Why not Universal Health Care with a $25 deductible after the first annual visit???

Also Read:

+ The neutron bomb of health insurance / CNN Money:

--“Imagine being insured...and then not being insured. Such situations are on the rise.”

“Waiting for an overdue reimbursement check is a hassle. Finding that your health insurance has been nullified after you've incurred serious medical costs can be an outright catastrophe.”

“Called "rescissions," … they don't occur in employer-sponsored group plans … the practice appears to be growing.”

+ State Tries To Block 'Fishing Expedition' Against Blue Cross / Los Angeles Daily Journal (ConsumerWatchdog):

--“When the Schwarzenegger administration in July struck a deal with Anthem Blue Cross that required the insurer to resell medical coverage to dropped policyholders and pay a record $10 million in fines, some attorneys questioned if state regulators had offered the company sweet concessions in exchange.”

+ More insurance rescission coverage / LA Times:

*An eroding model for health insurance, 2008,

--“Working Americans once could rely on employer-based benefits. But more people are being forced into the individual market, where coverage is costly, bare-bones and precarious.”

* Former Members Sue Blue Cross, 2006

* Anthem Blue Cross sued over rescissions, 2008

*Healthcare insurance probe grows, 2008

* Health Net ordered to pay $9 million after canceling cancer patient’s policy, 2008

* L.A. sues insurer over cancellations, 2008

* Doctors balk at request for data, 2008,

* Health insurer tied bonuses to dropping sick policyholders, 2007:

--“One of the state's largest health insurers set goals and paid bonuses based in part on how many individual policyholders were dropped and how much money was saved.”

* Complaints spark state hearing on Blue Cross, 2007,

* Insurer cited in policy rescissions, 2007

* Halted health coverage suit may be far-reaching, 2007,

* Doctors, hospitals join Blue Cross suit, 2007:

--“The largest organizations representing California physicians and hospitals joined a lawsuit against Blue Cross of California on Thursday, accusing the state's largest health plan of illegally and routinely refusing to pay them millions of dollars for medical care provided to enrollees whose policies were later canceled.
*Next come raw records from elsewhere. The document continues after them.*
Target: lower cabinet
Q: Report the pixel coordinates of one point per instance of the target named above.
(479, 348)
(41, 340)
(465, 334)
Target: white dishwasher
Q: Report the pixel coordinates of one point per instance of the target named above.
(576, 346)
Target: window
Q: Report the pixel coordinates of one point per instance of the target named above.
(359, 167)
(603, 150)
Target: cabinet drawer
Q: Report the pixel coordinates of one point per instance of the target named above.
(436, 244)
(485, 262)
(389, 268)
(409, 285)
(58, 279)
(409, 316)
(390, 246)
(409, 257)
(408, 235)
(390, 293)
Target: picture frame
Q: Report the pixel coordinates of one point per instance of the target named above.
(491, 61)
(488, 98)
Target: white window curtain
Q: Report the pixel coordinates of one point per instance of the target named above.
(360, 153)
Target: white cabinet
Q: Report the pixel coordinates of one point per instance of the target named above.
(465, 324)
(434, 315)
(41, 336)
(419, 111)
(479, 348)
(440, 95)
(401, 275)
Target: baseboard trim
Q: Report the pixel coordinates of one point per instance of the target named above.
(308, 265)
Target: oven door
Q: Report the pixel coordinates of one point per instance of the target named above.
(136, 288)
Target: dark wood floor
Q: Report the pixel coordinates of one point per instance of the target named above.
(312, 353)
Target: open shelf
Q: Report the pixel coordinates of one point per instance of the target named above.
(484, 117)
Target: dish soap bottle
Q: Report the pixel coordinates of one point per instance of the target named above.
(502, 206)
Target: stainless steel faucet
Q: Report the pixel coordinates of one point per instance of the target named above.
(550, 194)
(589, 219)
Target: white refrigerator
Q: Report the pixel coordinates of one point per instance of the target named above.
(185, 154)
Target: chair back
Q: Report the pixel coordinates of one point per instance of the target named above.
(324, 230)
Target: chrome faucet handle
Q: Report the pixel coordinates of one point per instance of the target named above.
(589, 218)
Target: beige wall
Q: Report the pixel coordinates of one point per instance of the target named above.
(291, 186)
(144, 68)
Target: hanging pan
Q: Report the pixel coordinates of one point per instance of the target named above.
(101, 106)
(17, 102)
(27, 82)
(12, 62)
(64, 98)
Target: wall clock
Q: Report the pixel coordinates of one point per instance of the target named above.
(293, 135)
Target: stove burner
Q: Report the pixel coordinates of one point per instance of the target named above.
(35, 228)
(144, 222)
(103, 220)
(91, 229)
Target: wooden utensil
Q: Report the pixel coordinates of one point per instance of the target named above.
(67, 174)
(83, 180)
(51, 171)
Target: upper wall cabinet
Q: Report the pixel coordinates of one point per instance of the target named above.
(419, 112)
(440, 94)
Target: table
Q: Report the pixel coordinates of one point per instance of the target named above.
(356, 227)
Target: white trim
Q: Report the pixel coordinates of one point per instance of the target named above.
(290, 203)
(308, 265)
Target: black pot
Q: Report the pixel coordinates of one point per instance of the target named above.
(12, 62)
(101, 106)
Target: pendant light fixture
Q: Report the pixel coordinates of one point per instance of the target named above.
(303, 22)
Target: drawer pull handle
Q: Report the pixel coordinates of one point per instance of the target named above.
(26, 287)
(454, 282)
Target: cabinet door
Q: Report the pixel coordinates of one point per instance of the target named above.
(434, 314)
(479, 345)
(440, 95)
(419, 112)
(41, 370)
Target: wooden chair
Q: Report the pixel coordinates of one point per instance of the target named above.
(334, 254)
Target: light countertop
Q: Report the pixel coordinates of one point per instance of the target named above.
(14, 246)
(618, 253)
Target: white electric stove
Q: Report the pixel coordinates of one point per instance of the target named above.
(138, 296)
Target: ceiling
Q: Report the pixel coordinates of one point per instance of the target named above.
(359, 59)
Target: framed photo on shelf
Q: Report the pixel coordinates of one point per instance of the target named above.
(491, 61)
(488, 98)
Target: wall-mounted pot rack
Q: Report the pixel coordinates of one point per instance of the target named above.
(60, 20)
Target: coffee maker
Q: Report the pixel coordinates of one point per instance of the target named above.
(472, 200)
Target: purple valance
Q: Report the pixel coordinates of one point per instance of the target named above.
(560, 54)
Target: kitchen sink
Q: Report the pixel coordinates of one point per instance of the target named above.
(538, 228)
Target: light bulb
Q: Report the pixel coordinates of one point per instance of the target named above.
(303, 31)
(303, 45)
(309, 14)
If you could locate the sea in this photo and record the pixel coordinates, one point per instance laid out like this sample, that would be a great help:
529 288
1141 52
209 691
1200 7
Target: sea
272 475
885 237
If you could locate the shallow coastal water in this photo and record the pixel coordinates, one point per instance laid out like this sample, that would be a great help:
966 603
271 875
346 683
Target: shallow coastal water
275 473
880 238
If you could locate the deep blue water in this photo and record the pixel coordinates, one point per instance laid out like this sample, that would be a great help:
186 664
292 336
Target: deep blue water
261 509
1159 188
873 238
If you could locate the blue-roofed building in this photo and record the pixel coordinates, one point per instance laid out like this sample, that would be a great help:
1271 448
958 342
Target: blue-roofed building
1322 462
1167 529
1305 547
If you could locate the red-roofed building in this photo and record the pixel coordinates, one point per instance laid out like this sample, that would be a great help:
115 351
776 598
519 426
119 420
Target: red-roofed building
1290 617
* Blue Cross cancellations called illegal, 2007

* Blue Cross sued over revoked insurance, 2007

* Health plan review may be intensified, 2007

* Kaiser Told to Reinstate Coverage, 2006,

* Blue Cross Sued Over Claims Refusals, 2006,

* Canceled Policies Prompt Lawsuits, 2006,

* Garamenda to Probe Blue Cross’ Practices, 2006.

THERE’S SO MUCH (MONEY) AT STAKE—IT’S ENOUGH TO MAKE YOU SICK!!!!

Anonymous said...

Come on Ramsey, enough of this leftist propaganda! If Obama really has a "real and deep understanding of complex health care issues," he'd understand that a government-run plan would be able to set the rates it wants, undermining the whole private system. We all know Medicare underpays compared to everyone else, does Obama?